Je lisais hier encore le livre de Virginie Despentes « King Kong Théorie » (livre de poche) et je cite un court extrait : 

« On s’obstine à faire comme si le viol était extraordinaire et périphérique, en dehors de la sexualité, évitable, comme s’il ne concernait que peu de gens, agresseurs et victimes, comme s’il constituait une situation exceptionnelle, qui ne dise rien du reste. Alors qu’il est, au contraire, au centre, au cœur, socle de nos sexualités. »

Virginie Despentes « King Kong Théorie »

Mais Virginie, vous aviez sans doute raison, mais ça aussi, c’est bientôt fini. Ça aussi, c’est « guérissable » ; imaginez quelques films, de l’empathie, et plus de viols, bon sang, mais c’est bien sûr !

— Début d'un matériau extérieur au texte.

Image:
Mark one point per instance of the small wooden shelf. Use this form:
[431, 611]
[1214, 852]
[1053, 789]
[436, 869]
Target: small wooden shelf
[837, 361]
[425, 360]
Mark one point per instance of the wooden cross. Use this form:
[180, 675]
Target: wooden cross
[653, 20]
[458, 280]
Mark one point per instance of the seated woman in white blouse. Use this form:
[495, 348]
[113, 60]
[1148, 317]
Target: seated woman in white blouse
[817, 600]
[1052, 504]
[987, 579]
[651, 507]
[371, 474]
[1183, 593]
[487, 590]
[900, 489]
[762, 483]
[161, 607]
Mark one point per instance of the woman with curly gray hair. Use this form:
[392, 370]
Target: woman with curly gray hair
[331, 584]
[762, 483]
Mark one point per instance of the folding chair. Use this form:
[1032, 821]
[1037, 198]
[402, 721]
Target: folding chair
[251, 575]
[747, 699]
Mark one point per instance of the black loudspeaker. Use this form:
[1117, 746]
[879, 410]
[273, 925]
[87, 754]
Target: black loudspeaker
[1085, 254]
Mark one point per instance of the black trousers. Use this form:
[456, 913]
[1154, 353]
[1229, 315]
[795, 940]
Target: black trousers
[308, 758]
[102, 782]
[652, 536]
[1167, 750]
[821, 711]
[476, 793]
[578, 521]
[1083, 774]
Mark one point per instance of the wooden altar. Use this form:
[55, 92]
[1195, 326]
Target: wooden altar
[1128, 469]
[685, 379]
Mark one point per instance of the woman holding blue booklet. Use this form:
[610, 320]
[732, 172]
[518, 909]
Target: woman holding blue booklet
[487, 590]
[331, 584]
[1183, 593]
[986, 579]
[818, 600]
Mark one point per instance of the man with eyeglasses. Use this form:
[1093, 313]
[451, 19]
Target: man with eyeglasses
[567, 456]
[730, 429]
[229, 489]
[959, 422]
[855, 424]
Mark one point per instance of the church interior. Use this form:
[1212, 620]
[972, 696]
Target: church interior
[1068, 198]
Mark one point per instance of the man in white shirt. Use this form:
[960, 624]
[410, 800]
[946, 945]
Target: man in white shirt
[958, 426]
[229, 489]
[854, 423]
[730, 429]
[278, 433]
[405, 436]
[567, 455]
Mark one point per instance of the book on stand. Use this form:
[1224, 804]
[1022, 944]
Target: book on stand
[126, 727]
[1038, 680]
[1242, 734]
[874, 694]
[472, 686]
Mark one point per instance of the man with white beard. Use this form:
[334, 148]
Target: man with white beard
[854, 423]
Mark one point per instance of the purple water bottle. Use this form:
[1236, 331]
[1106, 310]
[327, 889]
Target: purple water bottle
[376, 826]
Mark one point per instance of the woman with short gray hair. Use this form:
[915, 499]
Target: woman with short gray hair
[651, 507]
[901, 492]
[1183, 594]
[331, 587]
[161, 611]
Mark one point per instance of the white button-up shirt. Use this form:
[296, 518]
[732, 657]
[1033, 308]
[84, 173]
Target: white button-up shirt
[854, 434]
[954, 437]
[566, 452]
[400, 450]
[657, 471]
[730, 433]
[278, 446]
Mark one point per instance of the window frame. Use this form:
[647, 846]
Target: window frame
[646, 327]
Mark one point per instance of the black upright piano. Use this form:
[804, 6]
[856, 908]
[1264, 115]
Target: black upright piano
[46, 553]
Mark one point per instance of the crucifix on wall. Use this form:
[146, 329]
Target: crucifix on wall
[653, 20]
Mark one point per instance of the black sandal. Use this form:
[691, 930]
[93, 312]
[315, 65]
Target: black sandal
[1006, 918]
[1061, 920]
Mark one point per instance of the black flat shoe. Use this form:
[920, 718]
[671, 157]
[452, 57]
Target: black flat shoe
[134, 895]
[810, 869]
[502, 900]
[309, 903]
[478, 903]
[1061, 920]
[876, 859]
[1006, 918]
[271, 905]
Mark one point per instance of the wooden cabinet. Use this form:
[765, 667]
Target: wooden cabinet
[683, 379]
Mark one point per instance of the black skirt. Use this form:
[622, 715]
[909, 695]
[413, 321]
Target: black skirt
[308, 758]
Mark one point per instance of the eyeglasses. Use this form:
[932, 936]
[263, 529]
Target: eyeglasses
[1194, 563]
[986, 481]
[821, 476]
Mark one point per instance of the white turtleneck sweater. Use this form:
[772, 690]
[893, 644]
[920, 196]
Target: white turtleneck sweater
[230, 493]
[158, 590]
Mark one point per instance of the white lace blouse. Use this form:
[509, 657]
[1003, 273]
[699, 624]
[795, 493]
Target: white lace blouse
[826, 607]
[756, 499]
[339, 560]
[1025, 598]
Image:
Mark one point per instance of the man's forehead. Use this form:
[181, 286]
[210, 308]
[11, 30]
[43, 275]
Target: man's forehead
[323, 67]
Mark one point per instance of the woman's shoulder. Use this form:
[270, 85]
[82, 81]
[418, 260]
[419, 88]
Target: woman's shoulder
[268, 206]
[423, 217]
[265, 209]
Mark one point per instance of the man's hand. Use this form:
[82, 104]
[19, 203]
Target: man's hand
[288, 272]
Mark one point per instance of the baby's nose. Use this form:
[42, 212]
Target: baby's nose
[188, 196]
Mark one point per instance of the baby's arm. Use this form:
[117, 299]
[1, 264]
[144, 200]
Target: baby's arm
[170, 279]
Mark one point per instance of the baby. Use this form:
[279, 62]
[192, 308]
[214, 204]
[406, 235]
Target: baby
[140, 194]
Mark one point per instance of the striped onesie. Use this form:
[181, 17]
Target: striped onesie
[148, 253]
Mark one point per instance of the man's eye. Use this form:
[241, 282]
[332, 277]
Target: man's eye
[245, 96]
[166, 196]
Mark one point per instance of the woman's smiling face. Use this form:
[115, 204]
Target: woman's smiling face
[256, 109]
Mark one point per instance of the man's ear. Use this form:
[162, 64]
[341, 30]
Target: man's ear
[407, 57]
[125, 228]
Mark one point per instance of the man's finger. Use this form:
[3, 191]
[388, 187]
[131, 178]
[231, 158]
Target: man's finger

À ce moment précis, j’ai un souci, j’ai l’impression de retomber sur le concept « orange mécanique ». Un peu de formatage ?

Un détail qui m’intéresse actuellement, c’est la remise en valeur de cette fameuse empathie, cette capacité à se mettre à la place de l’autre. Dans cette nouvelle initiative ministérielle, c’est le moteur. Dans mes nombreuses erreurs, je suis ponctuellement formateur dans l’éducation spécialisée, et là aussi, l’empathie est devenue presque obligatoire, une « qualité » incontournable du travaileur social. Nous retrouvons aussi l’empathie dans des projets scolaires, on parle de « cours d’empathie ».

Alors je m’autorise quelques rappels, l’empathie a été utilisée et développée comme méthode thérapeutique par Carl Rogers … il s’agissait d’un outil dans la méthode non-directive, associé à l’écoute, l’accueil inconditionnel, la reformulation… Dans nos exemples actuels, nous sommes loin. L’empathie, c’est bien une méthode … de torture par exemple. Il est conseillé au bon tortionnaire de comprendre les peurs et les souffrances de l’autre pour être efficace (cf « le meilleur des mondes »). Une technique de recherche des populations juives… pour mieux réussir le massacre.

Pour que l’empathie devienne un acte humaniste, il est également nécessaire de faire un travail sur soi, d’élever ses capacités relationnelles. Dans son ouvrage, « l’empathie au cœur du jeu social » (Albin Michel) Serge Tisseron conclut : 

« L’empathie affective complète ne comporte pas un seul étage ni même deux, mais trois. Le premier est la capacité de tout être humain de ressentir ce que l’autre éprouve, en se mettant à sa place. Le second est l’empathie réciproque qui suppose de renoncer à contrôler autrui et d’accepter qu’il puisse se mettre à ma place. Enfin, le troisième est l’empathie extimisante : j’accepte que l’autre me révèle à moi-même. L’empathie est alors une construction mutuelle et dynamique qui n’a plus grand-chose de commun avec le seul fait de ressentir ce que l’autre éprouve… »

Serge Tisseron

Ces quelques réflexions me font envisager que la violence conjugale est une réalité complexe… Aie ! Cela veut dire alors que nous n’aurions pas toutes les clés de compréhension. Cette violence serait inscrite entre l’histoire collective, et l’histoire individuelle (comme le viol !), qu’elle raconte deux éducations, deux mondes rêvés, deux montagnes de désillusions… Situation complexe, donc il faut du temps, de l’écoute. Situation violente, il faut des réponses immédiates.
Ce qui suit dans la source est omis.